Some notes on the Sugihara&Iri 1994 topology-based algorithm for incremental construction of the voronoi diagram for point sites.
(A) We start with initial VD for point sites that have already been inserted. We want to insert a new site, shown as a yellow sphere.
(B) We then find the VD face to which the new vertex belongs. Among the vertices that bound this face we search for a seed-vertex, shown in pink. This is the vertex that is closest to the new generator.
(C) From the seed vertex, we search for more vertices that should be deleted(red). The vertices should form a tree (a connected, acyclic graph). Vertices that are closer to the new site than to any other site should be deleted. However due to floating-point errors it's not possible to blindly rely on an inCircle() predicate for finding the delete-tree. It's necessary to also enforce the correct topology, namely (i) the delete-vertices should form a tree, and (ii) for any incident face, the delete-vertices are connected. This ensures that no old face of the graph is deleted or split in two.

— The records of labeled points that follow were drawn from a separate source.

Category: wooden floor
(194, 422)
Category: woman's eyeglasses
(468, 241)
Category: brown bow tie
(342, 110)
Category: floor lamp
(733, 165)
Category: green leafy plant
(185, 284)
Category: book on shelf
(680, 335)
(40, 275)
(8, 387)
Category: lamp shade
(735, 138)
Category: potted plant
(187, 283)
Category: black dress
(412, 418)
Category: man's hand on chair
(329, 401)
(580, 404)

(D) Identify the edges to be deleted (red), and edges on which we need to generate new vertices (green).
(E) Generate new vertices on the green edges, and connect all the new vertices by new edges. These new edges form a new face corresponding to the newly inserted site.

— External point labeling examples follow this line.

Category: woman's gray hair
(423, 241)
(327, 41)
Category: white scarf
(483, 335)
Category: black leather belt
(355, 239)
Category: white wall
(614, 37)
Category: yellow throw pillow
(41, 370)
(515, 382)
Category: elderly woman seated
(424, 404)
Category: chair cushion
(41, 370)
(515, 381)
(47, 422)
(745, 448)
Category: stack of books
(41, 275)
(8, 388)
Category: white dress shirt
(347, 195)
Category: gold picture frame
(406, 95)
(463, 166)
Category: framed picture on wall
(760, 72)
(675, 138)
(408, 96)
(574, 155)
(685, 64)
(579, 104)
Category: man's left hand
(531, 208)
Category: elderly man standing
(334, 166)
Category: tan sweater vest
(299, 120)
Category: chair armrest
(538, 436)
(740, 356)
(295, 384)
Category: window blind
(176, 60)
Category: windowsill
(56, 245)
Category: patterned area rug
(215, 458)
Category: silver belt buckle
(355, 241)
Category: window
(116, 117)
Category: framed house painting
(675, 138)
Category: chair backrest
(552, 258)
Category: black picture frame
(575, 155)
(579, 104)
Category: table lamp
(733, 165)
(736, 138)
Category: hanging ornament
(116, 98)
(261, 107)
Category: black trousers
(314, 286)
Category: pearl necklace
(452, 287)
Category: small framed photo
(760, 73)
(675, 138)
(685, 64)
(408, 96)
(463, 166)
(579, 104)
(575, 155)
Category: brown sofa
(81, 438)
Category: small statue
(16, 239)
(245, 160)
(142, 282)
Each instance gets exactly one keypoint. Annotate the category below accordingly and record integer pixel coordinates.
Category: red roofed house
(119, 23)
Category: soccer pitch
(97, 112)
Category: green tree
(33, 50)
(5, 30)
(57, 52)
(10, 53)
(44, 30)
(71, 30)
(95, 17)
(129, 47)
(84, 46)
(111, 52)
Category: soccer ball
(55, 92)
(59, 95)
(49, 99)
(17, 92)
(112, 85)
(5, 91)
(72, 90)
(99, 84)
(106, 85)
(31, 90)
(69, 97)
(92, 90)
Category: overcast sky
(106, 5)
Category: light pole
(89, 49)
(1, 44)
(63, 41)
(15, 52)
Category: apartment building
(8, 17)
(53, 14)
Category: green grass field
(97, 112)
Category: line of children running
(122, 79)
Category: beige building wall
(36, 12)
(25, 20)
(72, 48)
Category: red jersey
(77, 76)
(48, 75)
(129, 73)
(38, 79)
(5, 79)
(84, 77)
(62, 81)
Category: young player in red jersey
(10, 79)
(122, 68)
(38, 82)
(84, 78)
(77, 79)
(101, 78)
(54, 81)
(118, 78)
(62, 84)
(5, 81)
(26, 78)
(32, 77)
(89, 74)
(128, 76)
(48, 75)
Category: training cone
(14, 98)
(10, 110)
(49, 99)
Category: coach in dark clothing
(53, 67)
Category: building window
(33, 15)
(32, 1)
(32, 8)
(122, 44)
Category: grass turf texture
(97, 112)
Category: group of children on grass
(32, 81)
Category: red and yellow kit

(F) Remove the red/delete-vertices and edges. We are left with what we want: the VD of all the old sites and the new site.
Another picture from the original 1994 paper. The new site is not shown, but by some process we have found the delete-tree (u1,u2,u3,u4) shown as solid dots. New vertices are then generated on the "in-out" edges (u2-u10, u2-u5, u3-u6, u3-u7, u4-u8, u4-u9), shown as unfilled dots. The unfilled dots are connected with new edges (dashed lines) that form the new facet (shaded area). Image borrowed from: Sugihara&Iri 1994.
Here is an animation of the algorithm at work when inserting about 100 random points:
3 thoughts on “VD algorithm animation”
Thanks for taking the time to explain the basics of the algorithm!
The visualization is really well done and helps (me) a lot.
Personally I highly appreciate the fact that you don't just focus on the funny part (programming), but also contribute to the understanding of the algorithms!